Hello. What happens when upsert during the real-ti...
# general
s
Hello. What happens when upsert during the real-time ingestion with primary key and event time equals? The documentation says: "When two records of the same primary key are ingested, the record with the greater event time (as defined by the time column) is used.". But when there is a tie, what happens?
k
@User @User will know the exact answer. As part of partial upsert work we are doing, we will make the merging logic pluggable/configurable
y
Currently the behavior is undefined, so it’s implementation based which is the message that has largest offset. However, there are caveats such as for the case where the records are sorted by some column, the order is not determined
m
@User mind adding to docs/FAQ?
s
I have an upsert scenario that I am not getting my head around. We have created an order table (configuration in the file below) with primary_key being "kid" and the time column being "_order_date". We have duplicated rows (same "kid" and "_order_date") in our table. But, upsert is keeping duplicates at the end. Depending on the filter of the query it returns duplicate items to me. See the screenshots below.
j
I don’t see upsert is enabled in the table config. Please follow the instructions here to enable the upsert: https://docs.pinot.apache.org/basics/data-import/upsert
Please make sure the Kafka stream is partitioned on the primary key
s
Sorry @User. Here is the updated file! The one I had sent was from the previous version. The error happens with the table created with this schema below.
j
Is the Kafka stream partitioned with the primary key?

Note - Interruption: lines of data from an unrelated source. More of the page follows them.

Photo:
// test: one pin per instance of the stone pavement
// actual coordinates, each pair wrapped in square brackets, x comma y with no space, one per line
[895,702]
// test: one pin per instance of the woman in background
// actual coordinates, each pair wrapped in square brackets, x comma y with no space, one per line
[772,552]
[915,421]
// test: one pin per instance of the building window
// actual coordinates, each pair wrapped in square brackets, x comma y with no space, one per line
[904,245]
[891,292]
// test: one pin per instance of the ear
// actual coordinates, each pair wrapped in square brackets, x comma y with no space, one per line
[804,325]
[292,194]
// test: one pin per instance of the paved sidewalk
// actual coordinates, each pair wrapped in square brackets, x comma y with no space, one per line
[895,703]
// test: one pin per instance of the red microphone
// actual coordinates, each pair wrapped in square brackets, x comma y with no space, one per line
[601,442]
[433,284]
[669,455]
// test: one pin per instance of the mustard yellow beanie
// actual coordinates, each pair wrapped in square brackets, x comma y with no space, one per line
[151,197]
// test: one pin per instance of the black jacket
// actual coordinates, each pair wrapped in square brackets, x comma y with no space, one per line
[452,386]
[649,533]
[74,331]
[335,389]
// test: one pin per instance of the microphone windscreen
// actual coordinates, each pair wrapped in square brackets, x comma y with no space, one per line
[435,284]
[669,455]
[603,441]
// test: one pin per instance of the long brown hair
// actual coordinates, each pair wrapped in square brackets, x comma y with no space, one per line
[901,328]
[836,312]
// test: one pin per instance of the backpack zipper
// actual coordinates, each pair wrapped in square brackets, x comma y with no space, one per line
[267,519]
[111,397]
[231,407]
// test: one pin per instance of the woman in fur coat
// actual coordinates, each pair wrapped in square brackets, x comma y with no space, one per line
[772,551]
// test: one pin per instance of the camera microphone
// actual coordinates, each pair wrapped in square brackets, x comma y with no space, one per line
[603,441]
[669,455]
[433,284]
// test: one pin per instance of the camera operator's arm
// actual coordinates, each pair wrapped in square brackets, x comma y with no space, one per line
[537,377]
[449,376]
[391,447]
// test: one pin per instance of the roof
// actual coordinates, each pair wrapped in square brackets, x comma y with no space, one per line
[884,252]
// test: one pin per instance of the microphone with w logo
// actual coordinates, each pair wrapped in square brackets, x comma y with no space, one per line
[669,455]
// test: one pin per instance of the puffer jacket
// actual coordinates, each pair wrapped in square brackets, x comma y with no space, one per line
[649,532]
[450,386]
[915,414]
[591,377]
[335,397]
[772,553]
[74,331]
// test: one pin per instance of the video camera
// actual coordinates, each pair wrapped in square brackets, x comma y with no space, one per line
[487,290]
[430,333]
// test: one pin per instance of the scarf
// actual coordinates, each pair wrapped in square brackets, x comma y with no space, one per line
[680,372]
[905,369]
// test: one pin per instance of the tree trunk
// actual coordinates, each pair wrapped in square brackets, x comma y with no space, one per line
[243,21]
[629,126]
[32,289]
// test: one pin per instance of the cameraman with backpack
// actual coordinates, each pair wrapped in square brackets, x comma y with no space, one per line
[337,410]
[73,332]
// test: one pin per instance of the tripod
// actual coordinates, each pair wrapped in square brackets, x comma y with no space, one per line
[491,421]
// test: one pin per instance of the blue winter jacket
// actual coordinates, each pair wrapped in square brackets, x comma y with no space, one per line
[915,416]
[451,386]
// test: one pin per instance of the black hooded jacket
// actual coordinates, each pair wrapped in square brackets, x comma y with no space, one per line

Can you try this query: select kid, $hostName from orders2 where kid = ‘ever max-100000009’
y
@User sure thing
thankyou 1
s
@User. The results to the query are in the image below. I don't know if the Kafka stream is partitioned with the primary key. I will check here and get back to you. Tks
j
@User The kafka stream is not properly partitioned, and the same
kid
shows up in 2 different partitions
s
Tks, @User.